A 26.8% decline in the health and welfare category also is due to reporting changes, said Eades. Funding for the Department of Social Services previously included state and federal funds. This year, the budget will only show the local contribution to social services. The removal of federal and state numbers drops the reported budget for social services by $719,041.

“When my auditors do it every year, they only pull out the local amount and put the local amount in the audit report,” Eades said. “So I figured rather than me confusing everything and keeping that larger number in there, that I’ll just show the local expenditure.”

In fact, Northumberland this year added a $10,000 line item for heating assistance to help defray the loss of heating assistance funding from Dominion Virginia Power’s EnergyShare program. Dominion this year made drastic cuts to its EnergyShare emergency heating assistance program, causing Social Services workers to worry that needy families and seniors in Northumberland would be left unable to afford adequate heat this winter.
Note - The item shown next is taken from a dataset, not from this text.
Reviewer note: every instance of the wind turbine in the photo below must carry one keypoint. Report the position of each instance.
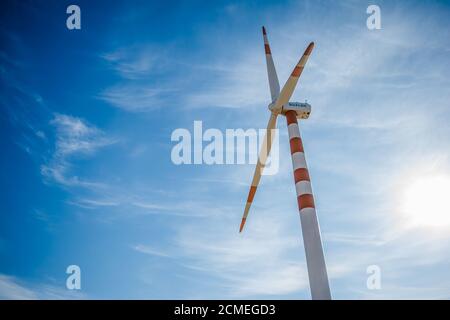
(280, 105)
The $100,000 removed from budgeted expenditures by the end of the Light Street project also falls under health and welfare.The clerk of the General District Court has asked for supplemental salary and wages from Northumberland. Wages for the clerk’s office are paid for by the state, but Northumberland is permitted to provide supplemental wages. The proposed budget includes $10,000 for the office of the clerk.

Federal and state funding in question

The budget predicts a 1.1% decrease in state and federal sources of revenue from $10,053,268 to $9,944,210, but without a budget by the Virginia General Assembly, the number is speculative. Eades says he is concerned that funding from the state may drop even further than predicted.

“I’m expecting it more now than I was when I was doing the budget, because they’re showing a shortfall,” Eades said. “I’m kind of concerned now that localities are going to be left to pick up the shortfall.”